2. Streaming Responses

python

from langchain.callbacks.streaming_stdout import StreamingStdOutCallbackHandler

def create_streaming_chain(retriever):
    """Stream responses for better UX"""
    llm = ChatOpenAI(
        model="gpt-4",
        temperature=0,
        streaming=True,
        callbacks=[StreamingStdOutCallbackHandler()]
    )

    qa_chain = RetrievalQA.from_chain_type(
        llm=llm,
        retriever=retriever,
        return_source_documents=True
    )

    return qa_chain

3. Async Processing

python

import asyncio
from langchain_openai import ChatOpenAI

async def async_query(chain, question):
    """Process queries asynchronously"""
    result = await chain.ainvoke({"query": question})
    return result

# Multiple queries in parallel
async def process_multiple_queries(questions):
    tasks = [async_query(qa_chain, q) for q in questions]
    results = await asyncio.gather(*tasks)
    return results

# Usage
questions = ["Question 1", "Question 2", "Question 3"]
results = asyncio.run(process_multiple_queries(questions))

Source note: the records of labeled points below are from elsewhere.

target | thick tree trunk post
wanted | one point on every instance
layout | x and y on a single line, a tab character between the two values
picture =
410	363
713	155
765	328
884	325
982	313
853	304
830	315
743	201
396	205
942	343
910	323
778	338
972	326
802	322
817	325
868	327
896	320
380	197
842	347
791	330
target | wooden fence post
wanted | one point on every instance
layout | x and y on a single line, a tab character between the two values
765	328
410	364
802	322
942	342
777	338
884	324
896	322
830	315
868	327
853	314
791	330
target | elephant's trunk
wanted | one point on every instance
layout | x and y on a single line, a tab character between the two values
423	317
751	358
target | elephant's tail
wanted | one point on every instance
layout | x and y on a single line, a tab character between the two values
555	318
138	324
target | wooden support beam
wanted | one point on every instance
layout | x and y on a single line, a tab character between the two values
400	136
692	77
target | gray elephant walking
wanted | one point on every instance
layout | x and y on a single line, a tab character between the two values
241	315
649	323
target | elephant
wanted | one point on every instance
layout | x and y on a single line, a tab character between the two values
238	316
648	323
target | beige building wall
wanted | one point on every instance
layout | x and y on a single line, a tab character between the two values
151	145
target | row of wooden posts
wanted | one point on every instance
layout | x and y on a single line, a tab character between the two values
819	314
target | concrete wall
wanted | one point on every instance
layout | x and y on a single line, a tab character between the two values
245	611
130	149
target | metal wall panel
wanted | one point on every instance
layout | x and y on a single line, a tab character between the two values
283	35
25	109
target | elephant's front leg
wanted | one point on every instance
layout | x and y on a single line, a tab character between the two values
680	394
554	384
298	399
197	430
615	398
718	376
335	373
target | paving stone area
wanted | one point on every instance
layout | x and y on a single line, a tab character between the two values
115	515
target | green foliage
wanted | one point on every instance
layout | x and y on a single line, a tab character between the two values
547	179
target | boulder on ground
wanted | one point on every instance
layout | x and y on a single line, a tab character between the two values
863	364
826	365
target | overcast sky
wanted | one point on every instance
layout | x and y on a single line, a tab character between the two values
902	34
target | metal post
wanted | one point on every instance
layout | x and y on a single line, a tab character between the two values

Common Pitfalls and Solutions

1. Chunk Size Too Large/Small

python

# ❌ Problem: Large chunks = diluted relevance
chunks = splitter.split_documents(docs, chunk_size=5000)

# ✅ Solution: Optimal chunk size
chunks = splitter.split_documents(docs, chunk_size=1000, chunk_overlap=200)

2. No Source Attribution

python

# ❌ Problem: Can't verify answers
qa_chain = RetrievalQA.from_chain_type(llm, retriever=retriever)

# ✅ Solution: Always return sources
qa_chain = RetrievalQA.from_chain_type(
    llm,
    retriever=retriever,
    return_source_documents=True  # ✅
)

3. Poor Retrieval

python

# ❌ Problem: Only retrieving 1 document
retriever = vectorstore.as_retriever(search_kwargs={"k": 1})

# ✅ Solution: Retrieve more for context
retriever = vectorstore.as_retriever(search_kwargs={"k": 4})

Summary

You've built a complete RAG system! The key components are:

Document Loading: Support multiple formats (PDF, text, web)
Chunking: Split intelligently with overlap
Embeddings: Convert text to semantic vectors
Vector Store: Enable fast similarity search
Retrieval: Find relevant context
Generation: LLM creates answers from context

This foundation scales from prototypes to production systems.